[caption id="" align="aligncenter" width="576" caption="(ilustrasi: courierpostonline.com)"][/caption]
Angin dingin mulai menyeruak, saat dentang jam kota menunjukkan pukul 12:00 malam. Frans belum juga muncul. Sudah 1 jam aku menunggu di sini. Walau jasadku tertelungkup tak berdaya di pojok gang ini. Dua perampok mendatangiku dan menusukkan pisaunya. Aku tetap menunggu Frans, kekasihku.
- - o - -
"Din, kamu beneran ga tahu kalau pak Bono meninggal kemarin? tanya Hesty memastikan. "Nggak Hes, aku yakin kok kalau yang boncengin aku magrib tadi pak Bono?" ungkap Dinda santai. "Kamu ga ngerasain apa-apa waktu digoncengin Din?" lirih bertanya, Hesty mulai bergidik. "Cuma bau kembang aja Din sepanjang jalan.." Hesty kembali biasa saja menjawab.
- - o - -
Winda hanya tersenyum saat memandangi cermin. Sedang adiknya, Kiara menangis ketakutan di pojok kamar. Winda seolah senang melihat apa yang ada dalam cermin. Sebuah sosok hitam mulai menyeruak dari dalam cermin di tembok kamar.
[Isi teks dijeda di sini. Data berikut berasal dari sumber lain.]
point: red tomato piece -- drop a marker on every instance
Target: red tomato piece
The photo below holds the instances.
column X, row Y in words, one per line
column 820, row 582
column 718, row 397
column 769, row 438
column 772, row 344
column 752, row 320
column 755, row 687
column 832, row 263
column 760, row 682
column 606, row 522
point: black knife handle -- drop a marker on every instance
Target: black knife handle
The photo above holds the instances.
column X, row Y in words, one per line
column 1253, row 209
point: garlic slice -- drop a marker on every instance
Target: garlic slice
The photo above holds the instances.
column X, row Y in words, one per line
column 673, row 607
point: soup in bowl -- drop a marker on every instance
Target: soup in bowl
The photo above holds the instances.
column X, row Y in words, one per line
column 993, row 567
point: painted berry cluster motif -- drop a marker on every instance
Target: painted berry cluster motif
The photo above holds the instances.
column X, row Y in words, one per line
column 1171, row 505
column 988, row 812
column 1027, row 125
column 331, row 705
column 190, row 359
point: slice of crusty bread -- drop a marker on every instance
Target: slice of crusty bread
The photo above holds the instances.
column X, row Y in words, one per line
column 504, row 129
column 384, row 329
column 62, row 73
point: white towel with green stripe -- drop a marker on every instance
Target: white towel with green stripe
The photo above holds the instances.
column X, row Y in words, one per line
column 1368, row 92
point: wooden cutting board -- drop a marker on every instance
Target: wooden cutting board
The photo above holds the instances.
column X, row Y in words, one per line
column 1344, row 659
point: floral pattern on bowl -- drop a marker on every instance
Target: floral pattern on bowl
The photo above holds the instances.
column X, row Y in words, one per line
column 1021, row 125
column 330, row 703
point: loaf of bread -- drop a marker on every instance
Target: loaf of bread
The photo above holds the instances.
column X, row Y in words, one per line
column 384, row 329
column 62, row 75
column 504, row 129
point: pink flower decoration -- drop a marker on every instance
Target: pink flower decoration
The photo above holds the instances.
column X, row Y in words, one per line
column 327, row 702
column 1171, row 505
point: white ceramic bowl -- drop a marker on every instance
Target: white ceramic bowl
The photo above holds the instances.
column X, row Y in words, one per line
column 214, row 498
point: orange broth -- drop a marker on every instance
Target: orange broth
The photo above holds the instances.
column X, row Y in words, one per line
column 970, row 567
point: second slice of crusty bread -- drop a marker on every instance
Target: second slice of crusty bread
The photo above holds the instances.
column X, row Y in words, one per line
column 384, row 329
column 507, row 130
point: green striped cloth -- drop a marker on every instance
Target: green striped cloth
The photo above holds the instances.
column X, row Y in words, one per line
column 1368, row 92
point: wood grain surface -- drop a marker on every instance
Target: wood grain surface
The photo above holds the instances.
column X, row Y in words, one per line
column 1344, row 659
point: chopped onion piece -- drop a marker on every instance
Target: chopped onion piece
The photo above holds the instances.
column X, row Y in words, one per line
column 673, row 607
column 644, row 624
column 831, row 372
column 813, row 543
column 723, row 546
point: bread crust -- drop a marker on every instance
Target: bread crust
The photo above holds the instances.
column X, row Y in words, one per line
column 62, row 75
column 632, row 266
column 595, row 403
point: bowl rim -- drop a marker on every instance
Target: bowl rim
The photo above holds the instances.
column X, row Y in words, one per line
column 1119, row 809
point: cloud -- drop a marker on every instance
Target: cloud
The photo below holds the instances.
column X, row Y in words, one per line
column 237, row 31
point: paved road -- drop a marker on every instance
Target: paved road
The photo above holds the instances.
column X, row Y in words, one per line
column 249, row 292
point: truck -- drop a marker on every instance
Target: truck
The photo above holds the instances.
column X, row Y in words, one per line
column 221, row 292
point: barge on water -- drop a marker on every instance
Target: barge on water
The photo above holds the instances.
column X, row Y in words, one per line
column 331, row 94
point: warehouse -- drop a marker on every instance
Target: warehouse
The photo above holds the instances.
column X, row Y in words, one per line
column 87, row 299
Kiara semakin tergagap dan terisak melihat kejadian yang ada. Winda kakaknya, tiba-tiba menyeringai sesaat setelah sosok hitam keluar dari cermin. Wajahnya pucat pasi, pandangan matanya hitam, dan kulitnya mulai menguning-membiru.
- - o - -
"Tumben kamar pojok ini dingin sekali" tanyaku dalam hati. Biasanya tidak seperti ini saat Kurnia putriku menempati kamar ini. Tidak ber-AC, tapi kamar ini bisa sejuk. Apa mungkin ini hari ke 40 Kurnia putriku meninggal dunia. Ia rindu kamarnya. Kamar yang selalu menjadi tempat favoritnya. Lamat-lamat ku lihat Kurnia berdiri tepat di depan pintu kamar ini. Aku hanya tersenyum bahagia, ia mengunjungi kami di rumah.
- - o - -
"Pan, itu apa yang di jok belakang motor lu" tanya Kadir heran. "Apaan Dir? Gwe dari rumah kaga bawa apa-apa kok?" Topan mulai bingung. "Lho tengok aja. Ada kaen putih blepotan tanah di jok belakang!" seru Kadir. Topan terperanjat seketika. Kemarin malam ia menabrak lari seorang kakek. Si kakek pun terkapar bersimbah darah di tengah jalan. Karena tidak ada orang yang menyaksikan, Topan kabur meninggalkannya sekarat menuju kematian. Dan kain putih serupa kafan bernoda tanah ini, adalah pertanda dari si kakek?
- - o - -
"Ting tong.. ting tong" suara bel rumahku tepat berbunyi menjelang magrib. Seperti biasa, Mamat datang mengantar susu kedelai. Mamat selalu datang tepat menjelang magrib. Ku buka pintu, namun Mamat tidak ada di luar. Hanya dua bungkus susu kedelai tergeletak di luar. Ketika hendak mengambilnya, suamiku datang dengan motornya tergesa. "Mah, Mamat katanya meninggal. Tadi siang pulang sekolah, ia tertabrak mobil!" tersengal, suamiku menerangkan. "Ayo mah, kita layat ke rumahnya?" pintanya tergesa. Aku diam tercekat, dua bungkus susu kedelai di tanganku memenjara pandangku. "Lalu, siapa yang mengantar dua bungkus susu kedelai ini?" fikirku.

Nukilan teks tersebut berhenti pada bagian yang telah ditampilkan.